For the record, I wasn't stoned on Question Time. I just felt I wasn't the real me

The notion that "strong" people can behave and look exactly the same whichever environment they are in is very noble rubbish. Those of us who work mostly from home live in dread of the videophone and the webcam because we like having secret alter egos. Most days are spent in pleasant slovenliness: sticky-up hair, dirty tracksuit bottoms and spotty skin denied the luxury of heavy make-up. Once or twice a week, we throw off our sad rags and pull on our glad rags. As one colleague, who caught me shopping in my "real" clothes last week, kindly pointed out: "God, you don't 'alf scrub up well."

Which reminds me of poor Chloe. At college one hot, summer afternoon, Chloe forgot where she was. We were stuck together in a history of theatre lesson. Everyone was struggling to stay awake, when the bubbly blonde shifted in her seat, lifted one buttock as high as she could and let loose a fart of such force and magnitude that the rest of us flew from our chairs in surprise. As tears welled up in her eyes, she came out with the most honest apology for unexpected behaviour I've ever heard: "Sorry," she wailed, "I thought I was at home."

On my first appearance on Question Time recently, I was due to be smart/glam and smart/intelligent by seven in the evening, in Wolverhampton. The trouble was that, three hours earlier, I had been pottering around my family's new "holiday home" in Wales - a wood and canvas structure called a "yurt", with plastic sheeting for flooring and three musty mattresses for bedding. My daughter had spent the afternoon gleefully cramming pebbles into her mouth and screeching with joy as she discovered chickens, bonfire ash and muddy puddles.

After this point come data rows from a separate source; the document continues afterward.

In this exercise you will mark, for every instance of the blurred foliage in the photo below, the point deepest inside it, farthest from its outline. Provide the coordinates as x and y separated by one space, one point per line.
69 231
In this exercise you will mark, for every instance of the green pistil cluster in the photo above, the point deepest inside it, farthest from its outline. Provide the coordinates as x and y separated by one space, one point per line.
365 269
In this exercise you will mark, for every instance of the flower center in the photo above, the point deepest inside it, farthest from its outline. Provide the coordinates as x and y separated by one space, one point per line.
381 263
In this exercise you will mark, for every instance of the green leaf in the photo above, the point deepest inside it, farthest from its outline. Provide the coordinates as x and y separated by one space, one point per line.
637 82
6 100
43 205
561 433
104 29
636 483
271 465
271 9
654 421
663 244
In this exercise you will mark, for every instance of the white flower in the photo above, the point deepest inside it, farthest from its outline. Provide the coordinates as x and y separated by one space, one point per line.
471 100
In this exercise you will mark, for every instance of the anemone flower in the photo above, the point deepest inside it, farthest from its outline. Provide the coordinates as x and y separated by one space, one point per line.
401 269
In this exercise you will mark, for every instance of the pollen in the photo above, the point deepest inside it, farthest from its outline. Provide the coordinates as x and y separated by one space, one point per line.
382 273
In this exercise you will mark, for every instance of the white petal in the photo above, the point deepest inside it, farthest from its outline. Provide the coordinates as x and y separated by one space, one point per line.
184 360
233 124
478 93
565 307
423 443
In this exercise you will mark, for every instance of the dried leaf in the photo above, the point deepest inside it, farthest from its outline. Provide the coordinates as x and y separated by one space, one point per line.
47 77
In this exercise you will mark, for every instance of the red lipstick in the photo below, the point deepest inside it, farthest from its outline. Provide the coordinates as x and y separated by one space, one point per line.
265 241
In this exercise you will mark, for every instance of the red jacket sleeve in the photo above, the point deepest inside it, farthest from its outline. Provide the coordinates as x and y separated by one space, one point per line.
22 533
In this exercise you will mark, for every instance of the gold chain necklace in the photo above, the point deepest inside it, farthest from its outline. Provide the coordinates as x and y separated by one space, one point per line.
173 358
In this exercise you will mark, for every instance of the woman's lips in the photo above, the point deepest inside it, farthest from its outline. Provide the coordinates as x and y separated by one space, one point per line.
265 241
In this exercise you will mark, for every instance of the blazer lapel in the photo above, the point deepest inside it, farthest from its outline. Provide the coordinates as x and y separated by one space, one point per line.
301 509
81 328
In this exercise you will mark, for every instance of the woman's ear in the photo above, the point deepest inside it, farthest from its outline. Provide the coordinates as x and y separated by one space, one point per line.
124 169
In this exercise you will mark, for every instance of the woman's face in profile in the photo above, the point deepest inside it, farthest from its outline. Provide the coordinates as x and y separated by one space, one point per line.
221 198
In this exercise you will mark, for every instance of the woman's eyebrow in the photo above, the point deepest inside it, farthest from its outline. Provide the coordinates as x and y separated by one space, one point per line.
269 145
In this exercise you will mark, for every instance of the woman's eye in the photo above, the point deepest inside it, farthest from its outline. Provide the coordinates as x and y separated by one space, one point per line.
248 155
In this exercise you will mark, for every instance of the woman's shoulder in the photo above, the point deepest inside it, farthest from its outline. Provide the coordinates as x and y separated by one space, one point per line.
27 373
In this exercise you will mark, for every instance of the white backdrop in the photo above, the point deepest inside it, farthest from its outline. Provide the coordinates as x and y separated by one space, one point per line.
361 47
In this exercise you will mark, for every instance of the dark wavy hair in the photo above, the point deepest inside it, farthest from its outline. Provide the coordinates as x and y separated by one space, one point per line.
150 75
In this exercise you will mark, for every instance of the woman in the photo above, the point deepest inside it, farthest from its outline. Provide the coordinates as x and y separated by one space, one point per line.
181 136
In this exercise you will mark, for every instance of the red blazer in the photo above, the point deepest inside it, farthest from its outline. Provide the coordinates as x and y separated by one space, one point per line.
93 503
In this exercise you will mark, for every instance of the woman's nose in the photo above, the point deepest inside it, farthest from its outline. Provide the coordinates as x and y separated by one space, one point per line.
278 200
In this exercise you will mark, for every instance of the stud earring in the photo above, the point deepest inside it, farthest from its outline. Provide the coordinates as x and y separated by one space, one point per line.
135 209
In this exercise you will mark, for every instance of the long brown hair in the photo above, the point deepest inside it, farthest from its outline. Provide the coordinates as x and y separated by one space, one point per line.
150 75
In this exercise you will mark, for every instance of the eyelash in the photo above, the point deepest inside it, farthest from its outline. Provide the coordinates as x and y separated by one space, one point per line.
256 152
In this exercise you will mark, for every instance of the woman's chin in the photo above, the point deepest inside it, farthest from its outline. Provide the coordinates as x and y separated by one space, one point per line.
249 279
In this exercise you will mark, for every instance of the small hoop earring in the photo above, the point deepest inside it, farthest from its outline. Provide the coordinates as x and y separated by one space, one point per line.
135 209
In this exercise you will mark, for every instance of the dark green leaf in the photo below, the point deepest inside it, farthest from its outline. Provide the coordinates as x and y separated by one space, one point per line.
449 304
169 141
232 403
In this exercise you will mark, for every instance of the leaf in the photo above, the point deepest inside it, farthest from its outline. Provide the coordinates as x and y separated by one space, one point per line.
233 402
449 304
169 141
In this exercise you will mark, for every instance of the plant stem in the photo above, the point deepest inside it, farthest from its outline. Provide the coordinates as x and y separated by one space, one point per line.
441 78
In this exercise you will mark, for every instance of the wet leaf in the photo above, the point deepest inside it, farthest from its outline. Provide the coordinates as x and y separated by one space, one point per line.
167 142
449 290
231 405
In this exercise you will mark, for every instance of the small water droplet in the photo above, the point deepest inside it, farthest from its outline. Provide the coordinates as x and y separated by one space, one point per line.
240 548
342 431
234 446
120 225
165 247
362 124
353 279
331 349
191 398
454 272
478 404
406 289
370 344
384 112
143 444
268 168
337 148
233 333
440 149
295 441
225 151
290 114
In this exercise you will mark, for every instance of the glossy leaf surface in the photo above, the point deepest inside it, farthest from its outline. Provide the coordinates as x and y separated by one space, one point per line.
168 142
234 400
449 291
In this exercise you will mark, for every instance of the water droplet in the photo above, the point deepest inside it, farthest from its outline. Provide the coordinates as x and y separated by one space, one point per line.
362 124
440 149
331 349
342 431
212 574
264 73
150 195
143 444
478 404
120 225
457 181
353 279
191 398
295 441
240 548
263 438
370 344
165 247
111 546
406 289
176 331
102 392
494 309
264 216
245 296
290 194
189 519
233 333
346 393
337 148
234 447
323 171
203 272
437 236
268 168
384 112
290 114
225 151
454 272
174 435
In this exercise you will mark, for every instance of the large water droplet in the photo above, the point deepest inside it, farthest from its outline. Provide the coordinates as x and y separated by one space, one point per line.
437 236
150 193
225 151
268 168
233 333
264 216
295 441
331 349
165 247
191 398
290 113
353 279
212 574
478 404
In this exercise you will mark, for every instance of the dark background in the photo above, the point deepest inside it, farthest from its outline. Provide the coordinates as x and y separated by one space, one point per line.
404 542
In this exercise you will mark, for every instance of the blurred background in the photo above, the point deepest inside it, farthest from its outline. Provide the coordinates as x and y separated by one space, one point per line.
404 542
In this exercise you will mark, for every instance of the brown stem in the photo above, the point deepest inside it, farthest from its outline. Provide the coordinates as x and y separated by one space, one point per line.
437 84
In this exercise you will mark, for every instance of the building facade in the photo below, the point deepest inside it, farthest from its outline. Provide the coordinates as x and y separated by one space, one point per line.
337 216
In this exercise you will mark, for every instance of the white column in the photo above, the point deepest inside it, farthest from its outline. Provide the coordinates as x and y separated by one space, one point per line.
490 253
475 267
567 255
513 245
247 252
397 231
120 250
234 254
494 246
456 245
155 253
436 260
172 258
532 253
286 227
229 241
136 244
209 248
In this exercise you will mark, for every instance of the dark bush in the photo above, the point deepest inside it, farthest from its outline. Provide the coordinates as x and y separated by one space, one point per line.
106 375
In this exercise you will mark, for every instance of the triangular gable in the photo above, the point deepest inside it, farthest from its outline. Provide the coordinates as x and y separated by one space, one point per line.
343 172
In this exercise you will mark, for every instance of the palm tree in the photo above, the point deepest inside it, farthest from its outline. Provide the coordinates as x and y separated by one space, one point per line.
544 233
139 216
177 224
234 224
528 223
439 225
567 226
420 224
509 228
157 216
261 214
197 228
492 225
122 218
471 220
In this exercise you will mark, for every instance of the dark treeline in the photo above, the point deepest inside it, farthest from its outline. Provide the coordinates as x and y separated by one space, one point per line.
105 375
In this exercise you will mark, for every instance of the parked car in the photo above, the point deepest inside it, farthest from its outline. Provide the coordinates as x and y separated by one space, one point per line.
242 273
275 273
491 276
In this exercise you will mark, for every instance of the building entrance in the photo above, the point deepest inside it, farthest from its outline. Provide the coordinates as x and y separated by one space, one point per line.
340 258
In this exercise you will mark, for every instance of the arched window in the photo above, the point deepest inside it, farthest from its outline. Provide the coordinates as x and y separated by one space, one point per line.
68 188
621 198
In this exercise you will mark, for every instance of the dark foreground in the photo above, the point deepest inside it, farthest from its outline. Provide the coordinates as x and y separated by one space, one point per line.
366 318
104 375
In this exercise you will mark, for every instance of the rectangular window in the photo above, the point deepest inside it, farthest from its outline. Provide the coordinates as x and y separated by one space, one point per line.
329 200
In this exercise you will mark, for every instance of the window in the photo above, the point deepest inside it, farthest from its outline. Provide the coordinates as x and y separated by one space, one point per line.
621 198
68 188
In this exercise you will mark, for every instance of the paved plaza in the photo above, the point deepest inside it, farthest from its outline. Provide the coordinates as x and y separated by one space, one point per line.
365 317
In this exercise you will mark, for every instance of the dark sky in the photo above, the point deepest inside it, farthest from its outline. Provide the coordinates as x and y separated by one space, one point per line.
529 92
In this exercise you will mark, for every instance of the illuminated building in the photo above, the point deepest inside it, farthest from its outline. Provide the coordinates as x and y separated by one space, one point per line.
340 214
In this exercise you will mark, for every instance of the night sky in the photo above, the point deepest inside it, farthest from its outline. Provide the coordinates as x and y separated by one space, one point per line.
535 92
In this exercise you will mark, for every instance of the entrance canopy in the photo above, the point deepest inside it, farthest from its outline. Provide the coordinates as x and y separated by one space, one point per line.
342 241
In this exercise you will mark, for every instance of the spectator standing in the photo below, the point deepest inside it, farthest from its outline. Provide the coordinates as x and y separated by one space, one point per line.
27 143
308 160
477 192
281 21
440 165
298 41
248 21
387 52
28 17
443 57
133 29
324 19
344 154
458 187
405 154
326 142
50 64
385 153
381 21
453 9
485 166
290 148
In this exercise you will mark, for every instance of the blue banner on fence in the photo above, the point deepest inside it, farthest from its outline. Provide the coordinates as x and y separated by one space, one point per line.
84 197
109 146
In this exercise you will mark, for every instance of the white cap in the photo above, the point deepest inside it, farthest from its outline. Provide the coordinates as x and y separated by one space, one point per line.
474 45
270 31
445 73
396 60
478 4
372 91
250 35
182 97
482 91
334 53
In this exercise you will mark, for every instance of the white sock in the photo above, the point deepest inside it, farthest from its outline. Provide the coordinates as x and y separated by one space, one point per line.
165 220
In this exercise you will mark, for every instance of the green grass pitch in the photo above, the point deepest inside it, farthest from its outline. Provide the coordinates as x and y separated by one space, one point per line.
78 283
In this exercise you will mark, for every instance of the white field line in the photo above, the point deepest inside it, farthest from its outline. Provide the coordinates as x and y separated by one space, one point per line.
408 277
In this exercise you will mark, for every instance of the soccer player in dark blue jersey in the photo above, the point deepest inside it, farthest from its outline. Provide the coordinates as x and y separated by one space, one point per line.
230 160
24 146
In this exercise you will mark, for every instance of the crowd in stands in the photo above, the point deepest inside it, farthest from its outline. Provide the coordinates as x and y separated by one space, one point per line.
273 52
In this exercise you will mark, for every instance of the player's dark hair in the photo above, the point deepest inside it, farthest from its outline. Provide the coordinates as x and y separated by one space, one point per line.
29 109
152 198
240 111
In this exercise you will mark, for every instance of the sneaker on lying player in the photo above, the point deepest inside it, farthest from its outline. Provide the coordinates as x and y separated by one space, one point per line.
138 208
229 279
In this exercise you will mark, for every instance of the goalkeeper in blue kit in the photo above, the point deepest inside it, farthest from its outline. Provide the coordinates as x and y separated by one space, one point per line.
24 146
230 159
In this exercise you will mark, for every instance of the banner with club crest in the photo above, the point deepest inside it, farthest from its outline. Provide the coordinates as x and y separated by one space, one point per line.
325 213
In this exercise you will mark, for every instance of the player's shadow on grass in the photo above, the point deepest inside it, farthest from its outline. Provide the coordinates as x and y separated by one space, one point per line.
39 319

Alli, the fiftysomething, muscular handyman of the commune, who never stops working, had built the yurt for us single-handedly. At first, Alexandra was timid around him. True, his craggy face, snaggle-toothed grin and punk hair can take a bit of getting used to. But soon she, like everyone else, loved being in his company. The others on the site were busy building a new drama space and adding showers to the existing two farmhouses. I wandered through the yurts, caravans and trees, savouring the aroma of farm air and marijuana.

Two hours later, in the large hall at the back of a Wolverhampton leisure centre, I listened meekly as Julian Fellowes, Tim Razzall, Roy Hattersley and John Redwood chatted about topics ranging from the Oscars to the business disaster of digital TV.

Each time I tried to join the conversation, my brain failed me. Each thought tailed off into nothingness. And just for the record, no, I wasn't stoned. I never smoke dope before going on political panel shows - although I have often thought that passing a joint around before going on air would liven some people up a bit and make brilliant TV.

I looked at my nails and they were broken and dirty. I looked at what should have been sharply pressed black suit trousers and saw instead creased jeans splashed with mud. The make-up lady tightly mentioned my "not very bouncy hair". I knew she meant it was greasy and stank of woodsmoke. I prayed I was just having a nightmare - that really I was in full "Lauren Booth" costume. But there I was, Jerry Lewis in The Nutty Professor, two personalities waging embarrassing war on each other in public.

After the show, I rushed back to Wales to party with my mates: a girl rapper who records with Chumbawamba, a single mum living in a mobile home and a drama therapist. Walking into the upstairs living room of the eco-house, I expected to hear loud chat and laughter. Instead I heard David Dimbleby say "and this week on the panel I am joined by . . ."

I now know how famous politicians feel when they are imitated. For the next half-hour, I watched someone doing a really bad impersonation of Lauren Booth on Question Time.